What were they eating.... that's a great haul!


----------



## CaptainPJ (Dec 22, 2016)

All were caught on fiddlers.


----------



## Team Kaos (Jun 21, 2017)

Good work Captain!


----------



## Bay Ranger (Aug 25, 2008)

Boy, all the local P'Cola Sheepies must have migrated west. I went yesterday to P'Cola Pass and didn't get one!


----------



## sealark (Sep 27, 2007)

Bay Ranger said:


> Boy, all the local P'Cola Sheepies must have migrated west. I went yesterday to P'Cola Pass and didn't get one!

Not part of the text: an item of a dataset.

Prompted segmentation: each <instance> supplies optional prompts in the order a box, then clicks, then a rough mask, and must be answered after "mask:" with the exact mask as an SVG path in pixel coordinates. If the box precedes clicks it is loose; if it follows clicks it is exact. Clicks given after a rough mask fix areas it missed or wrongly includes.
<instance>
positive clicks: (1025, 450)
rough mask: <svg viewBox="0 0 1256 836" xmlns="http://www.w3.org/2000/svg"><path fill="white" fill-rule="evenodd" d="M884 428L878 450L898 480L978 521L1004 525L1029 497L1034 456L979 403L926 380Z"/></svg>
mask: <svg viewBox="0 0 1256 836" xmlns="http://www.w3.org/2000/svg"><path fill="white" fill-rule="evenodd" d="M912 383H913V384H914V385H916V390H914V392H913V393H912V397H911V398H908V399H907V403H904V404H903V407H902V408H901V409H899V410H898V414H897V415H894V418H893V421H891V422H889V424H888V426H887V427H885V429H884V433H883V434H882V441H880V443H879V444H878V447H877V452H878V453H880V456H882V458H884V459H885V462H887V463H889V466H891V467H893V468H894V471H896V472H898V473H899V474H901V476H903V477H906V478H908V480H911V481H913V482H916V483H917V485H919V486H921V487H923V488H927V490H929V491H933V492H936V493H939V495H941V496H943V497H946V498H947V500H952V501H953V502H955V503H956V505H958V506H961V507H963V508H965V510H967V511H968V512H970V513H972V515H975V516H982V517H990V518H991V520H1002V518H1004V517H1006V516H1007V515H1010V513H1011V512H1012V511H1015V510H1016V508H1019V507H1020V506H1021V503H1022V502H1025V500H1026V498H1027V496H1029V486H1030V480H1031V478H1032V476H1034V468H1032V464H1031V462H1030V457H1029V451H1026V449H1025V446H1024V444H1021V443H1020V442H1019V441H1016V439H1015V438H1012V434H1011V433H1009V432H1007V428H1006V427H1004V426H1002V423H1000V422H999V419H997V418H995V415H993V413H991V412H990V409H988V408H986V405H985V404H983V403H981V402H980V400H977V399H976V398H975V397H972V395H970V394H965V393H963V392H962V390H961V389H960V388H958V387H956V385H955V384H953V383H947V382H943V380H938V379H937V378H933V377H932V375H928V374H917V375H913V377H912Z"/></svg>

Last three days I counted no less than 15 boats in Pensacola pass sheephead fishing.


----------



## Bay Ranger (Aug 25, 2008)

I know, I've see them. But is anyone catching anything? I sure don't see glowing reports on this site.


----------



## CaptainPJ (Dec 22, 2016)

I wouldn't say they were super thick in the panama city pass but there are good numbers. The last 6 or 7 trips my crew all got limits inside of 4 hours.
Sunday I was watching at least a hundred sheep's on the rocks of the jetties laying eggs and clouding the water. A fly lined fiddler lasted maybe 10 seconds.


----------